On every weekday noon, seven senior Union ministers will meet under the auspices of the information and broadcasting ministry to chart out the strategy of dealing with the media. “For quite sometime, the government’s inept handling of the media had been a subject of discourse in the top government echelons and the Congress party high command. It took the Anna Hazare episode to kickstart the entire process resulting in formulation of the regular briefing framework for the media by senior ministers,” admits a government official in the know of things referring to varying statements by various ministers leading to a lot of confusion on what the government stand and policy was.
“There will be a formal approach of media-handling now. Before this, the right hand did not know what the left hand was doing.”
Public Accounts Committee chairman Murli Manohar Joshi’s diatribe against the government on the spectrum issue further hastened the process.
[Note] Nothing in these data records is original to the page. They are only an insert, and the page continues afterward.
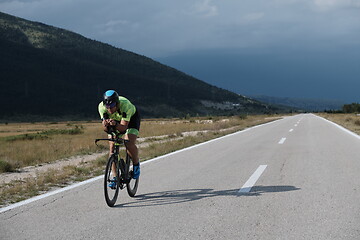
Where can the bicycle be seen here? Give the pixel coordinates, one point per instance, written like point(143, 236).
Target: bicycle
point(124, 172)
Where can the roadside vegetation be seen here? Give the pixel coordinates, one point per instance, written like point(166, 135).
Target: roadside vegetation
point(350, 121)
point(32, 144)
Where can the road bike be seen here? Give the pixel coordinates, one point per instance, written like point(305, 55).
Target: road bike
point(124, 173)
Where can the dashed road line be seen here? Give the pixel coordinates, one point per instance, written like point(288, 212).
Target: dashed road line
point(282, 141)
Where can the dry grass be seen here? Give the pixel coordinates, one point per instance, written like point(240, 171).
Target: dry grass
point(349, 121)
point(70, 144)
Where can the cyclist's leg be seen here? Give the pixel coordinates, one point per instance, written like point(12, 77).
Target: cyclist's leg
point(131, 134)
point(111, 151)
point(131, 147)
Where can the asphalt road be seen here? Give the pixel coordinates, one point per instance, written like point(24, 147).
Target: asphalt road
point(297, 178)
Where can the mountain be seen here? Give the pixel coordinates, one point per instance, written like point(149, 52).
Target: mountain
point(302, 103)
point(48, 71)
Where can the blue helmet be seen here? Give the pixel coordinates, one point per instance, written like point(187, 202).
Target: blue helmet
point(111, 97)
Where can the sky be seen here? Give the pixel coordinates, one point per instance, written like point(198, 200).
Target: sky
point(293, 48)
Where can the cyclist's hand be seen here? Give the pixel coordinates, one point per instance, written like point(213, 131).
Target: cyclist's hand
point(106, 122)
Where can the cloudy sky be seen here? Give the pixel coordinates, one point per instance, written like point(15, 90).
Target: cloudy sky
point(177, 32)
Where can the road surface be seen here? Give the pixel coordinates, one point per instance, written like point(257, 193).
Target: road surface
point(296, 178)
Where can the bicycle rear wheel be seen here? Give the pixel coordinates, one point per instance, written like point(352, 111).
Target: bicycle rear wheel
point(111, 194)
point(132, 185)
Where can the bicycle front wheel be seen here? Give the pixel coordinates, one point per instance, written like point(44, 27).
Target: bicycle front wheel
point(111, 192)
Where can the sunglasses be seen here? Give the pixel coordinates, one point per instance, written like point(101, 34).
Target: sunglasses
point(111, 105)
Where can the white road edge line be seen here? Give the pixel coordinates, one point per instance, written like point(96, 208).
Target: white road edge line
point(252, 180)
point(30, 200)
point(282, 141)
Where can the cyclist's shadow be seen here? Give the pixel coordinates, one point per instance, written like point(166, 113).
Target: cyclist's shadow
point(188, 195)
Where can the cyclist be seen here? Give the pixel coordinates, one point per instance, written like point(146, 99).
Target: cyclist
point(120, 115)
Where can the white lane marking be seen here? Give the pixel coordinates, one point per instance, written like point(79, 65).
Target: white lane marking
point(4, 209)
point(282, 141)
point(252, 180)
point(341, 127)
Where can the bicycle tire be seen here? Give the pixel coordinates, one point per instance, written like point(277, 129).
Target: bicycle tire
point(110, 194)
point(133, 184)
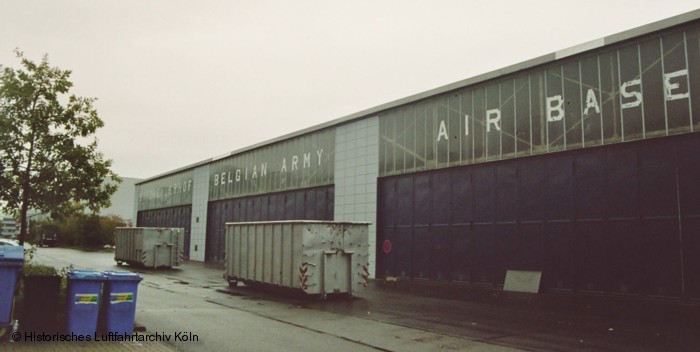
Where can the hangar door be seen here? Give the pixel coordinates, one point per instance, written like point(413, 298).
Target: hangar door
point(620, 219)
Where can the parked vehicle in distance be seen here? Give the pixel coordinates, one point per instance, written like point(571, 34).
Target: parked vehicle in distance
point(8, 242)
point(48, 240)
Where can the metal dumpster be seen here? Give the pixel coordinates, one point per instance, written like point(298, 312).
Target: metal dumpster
point(315, 257)
point(152, 247)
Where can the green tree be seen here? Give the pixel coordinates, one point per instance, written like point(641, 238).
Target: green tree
point(48, 152)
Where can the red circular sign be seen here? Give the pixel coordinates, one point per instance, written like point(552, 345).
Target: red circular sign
point(386, 246)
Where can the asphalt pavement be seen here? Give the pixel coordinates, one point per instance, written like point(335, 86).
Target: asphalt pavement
point(395, 316)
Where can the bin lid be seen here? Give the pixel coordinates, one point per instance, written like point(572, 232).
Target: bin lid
point(123, 276)
point(11, 254)
point(85, 275)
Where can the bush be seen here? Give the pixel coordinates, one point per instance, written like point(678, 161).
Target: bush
point(86, 231)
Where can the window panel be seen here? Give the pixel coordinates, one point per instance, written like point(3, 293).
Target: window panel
point(431, 134)
point(421, 137)
point(609, 83)
point(399, 145)
point(652, 83)
point(591, 101)
point(676, 76)
point(493, 121)
point(442, 135)
point(693, 50)
point(537, 113)
point(479, 123)
point(455, 129)
point(555, 109)
point(631, 93)
point(522, 115)
point(410, 162)
point(467, 118)
point(572, 98)
point(507, 118)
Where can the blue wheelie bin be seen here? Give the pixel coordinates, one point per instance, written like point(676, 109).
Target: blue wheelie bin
point(119, 305)
point(11, 261)
point(84, 291)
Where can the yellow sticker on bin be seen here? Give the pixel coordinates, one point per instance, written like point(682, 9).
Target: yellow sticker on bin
point(85, 298)
point(122, 297)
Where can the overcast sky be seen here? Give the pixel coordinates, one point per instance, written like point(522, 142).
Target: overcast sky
point(178, 82)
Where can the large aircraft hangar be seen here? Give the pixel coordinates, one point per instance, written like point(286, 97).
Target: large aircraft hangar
point(582, 165)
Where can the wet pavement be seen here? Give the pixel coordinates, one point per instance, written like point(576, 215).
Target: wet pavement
point(389, 316)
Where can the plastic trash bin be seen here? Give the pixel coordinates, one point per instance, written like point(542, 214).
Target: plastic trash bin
point(84, 290)
point(11, 261)
point(119, 304)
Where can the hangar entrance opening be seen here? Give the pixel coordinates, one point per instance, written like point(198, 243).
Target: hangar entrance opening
point(303, 204)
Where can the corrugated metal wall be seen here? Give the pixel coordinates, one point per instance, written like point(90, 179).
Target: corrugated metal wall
point(615, 219)
point(303, 204)
point(180, 216)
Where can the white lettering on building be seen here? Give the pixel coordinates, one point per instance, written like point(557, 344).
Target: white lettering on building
point(442, 131)
point(555, 108)
point(670, 87)
point(591, 102)
point(493, 117)
point(634, 94)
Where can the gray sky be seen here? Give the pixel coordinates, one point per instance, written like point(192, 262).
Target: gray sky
point(182, 81)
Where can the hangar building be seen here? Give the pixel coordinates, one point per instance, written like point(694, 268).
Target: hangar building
point(583, 165)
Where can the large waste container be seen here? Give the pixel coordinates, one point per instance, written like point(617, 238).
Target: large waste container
point(40, 308)
point(84, 292)
point(315, 257)
point(11, 261)
point(152, 247)
point(119, 304)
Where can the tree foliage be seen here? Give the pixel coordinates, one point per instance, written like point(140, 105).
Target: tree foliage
point(87, 231)
point(48, 152)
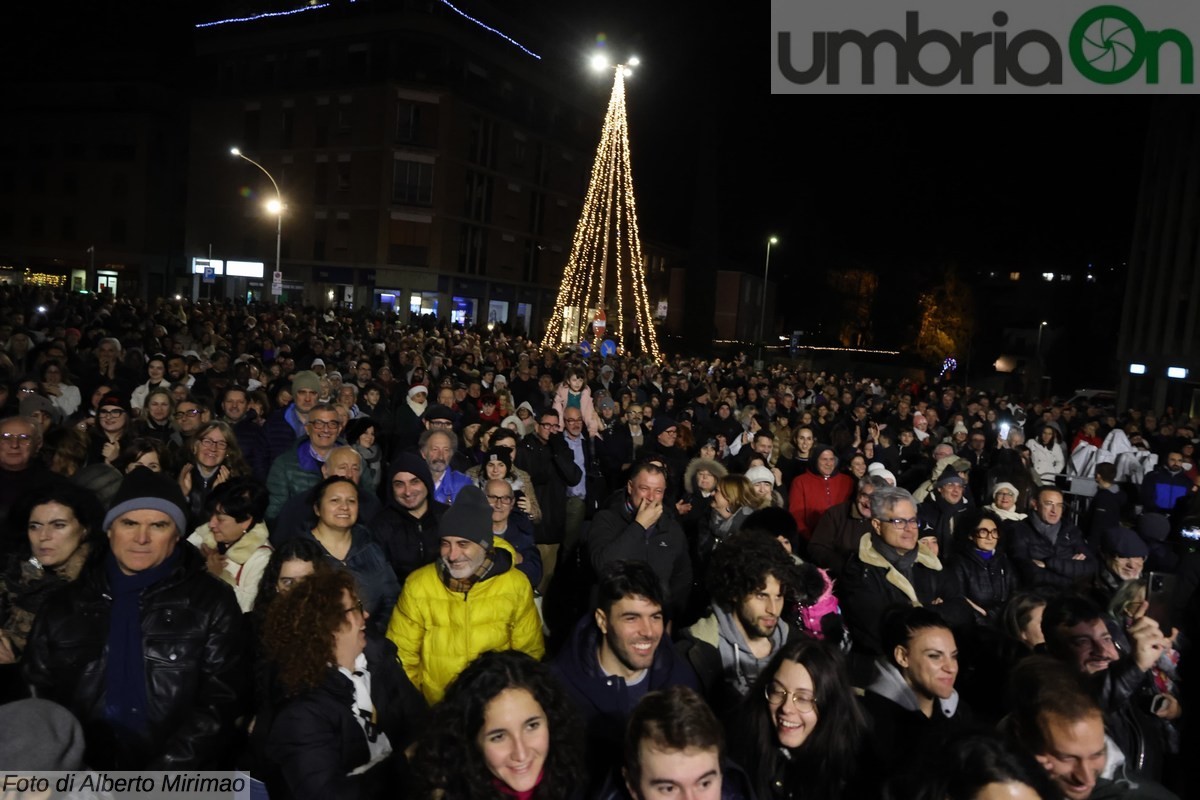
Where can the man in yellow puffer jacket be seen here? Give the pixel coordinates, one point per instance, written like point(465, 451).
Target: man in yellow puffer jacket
point(469, 601)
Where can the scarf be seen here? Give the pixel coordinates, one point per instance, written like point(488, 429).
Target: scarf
point(874, 551)
point(463, 585)
point(1049, 531)
point(125, 673)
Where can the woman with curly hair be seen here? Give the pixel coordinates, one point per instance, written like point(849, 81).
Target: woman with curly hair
point(801, 732)
point(351, 709)
point(504, 729)
point(215, 458)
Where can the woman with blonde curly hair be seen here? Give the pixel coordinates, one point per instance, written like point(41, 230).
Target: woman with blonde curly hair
point(351, 709)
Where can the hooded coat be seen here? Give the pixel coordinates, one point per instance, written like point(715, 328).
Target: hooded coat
point(438, 631)
point(813, 493)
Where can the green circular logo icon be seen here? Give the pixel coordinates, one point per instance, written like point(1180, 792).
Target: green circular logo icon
point(1105, 44)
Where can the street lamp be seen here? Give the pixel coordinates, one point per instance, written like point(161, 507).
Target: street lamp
point(762, 304)
point(273, 206)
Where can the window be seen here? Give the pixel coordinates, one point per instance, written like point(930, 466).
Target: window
point(252, 127)
point(118, 230)
point(408, 116)
point(412, 181)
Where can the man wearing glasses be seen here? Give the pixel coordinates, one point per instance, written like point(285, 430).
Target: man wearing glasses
point(1048, 549)
point(892, 569)
point(299, 468)
point(514, 528)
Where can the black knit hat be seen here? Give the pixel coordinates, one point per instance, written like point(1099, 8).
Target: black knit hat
point(144, 488)
point(469, 517)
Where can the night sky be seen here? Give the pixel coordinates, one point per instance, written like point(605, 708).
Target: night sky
point(887, 182)
point(903, 186)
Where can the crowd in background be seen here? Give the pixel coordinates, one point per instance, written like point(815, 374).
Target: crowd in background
point(347, 554)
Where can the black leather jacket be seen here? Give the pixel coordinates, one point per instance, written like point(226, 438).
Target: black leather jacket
point(193, 639)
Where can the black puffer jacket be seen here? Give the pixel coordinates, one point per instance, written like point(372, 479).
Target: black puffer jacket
point(196, 680)
point(317, 743)
point(988, 583)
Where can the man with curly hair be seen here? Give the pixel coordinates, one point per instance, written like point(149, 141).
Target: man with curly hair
point(748, 579)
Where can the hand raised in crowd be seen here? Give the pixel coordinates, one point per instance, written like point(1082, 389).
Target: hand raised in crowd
point(214, 560)
point(649, 512)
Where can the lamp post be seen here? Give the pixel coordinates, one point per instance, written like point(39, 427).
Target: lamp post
point(762, 304)
point(274, 206)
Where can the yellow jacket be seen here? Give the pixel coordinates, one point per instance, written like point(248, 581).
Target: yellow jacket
point(438, 632)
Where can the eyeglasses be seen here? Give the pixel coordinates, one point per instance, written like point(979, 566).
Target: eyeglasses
point(778, 696)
The quick deliberations will include decisions on whether there is any need of a media briefing that very day, what is to be the central issue, what stand to take, and who will address the media.
This media-handling framework that took off Wednesday, has been devised and cleared at the highest political levels.
The seven-member group of savvy and articulate ministers comprises home minister P Chidambaram, information and broadcasting minister Ambika Soni, human resource development minister Kapil Sibal, minister of state in the PMO V Narayanswamy, parliamentary affairs minister Pawan Bansal, health minister Ghulam Nabi Azad, and water resources minister Salman Khursheed.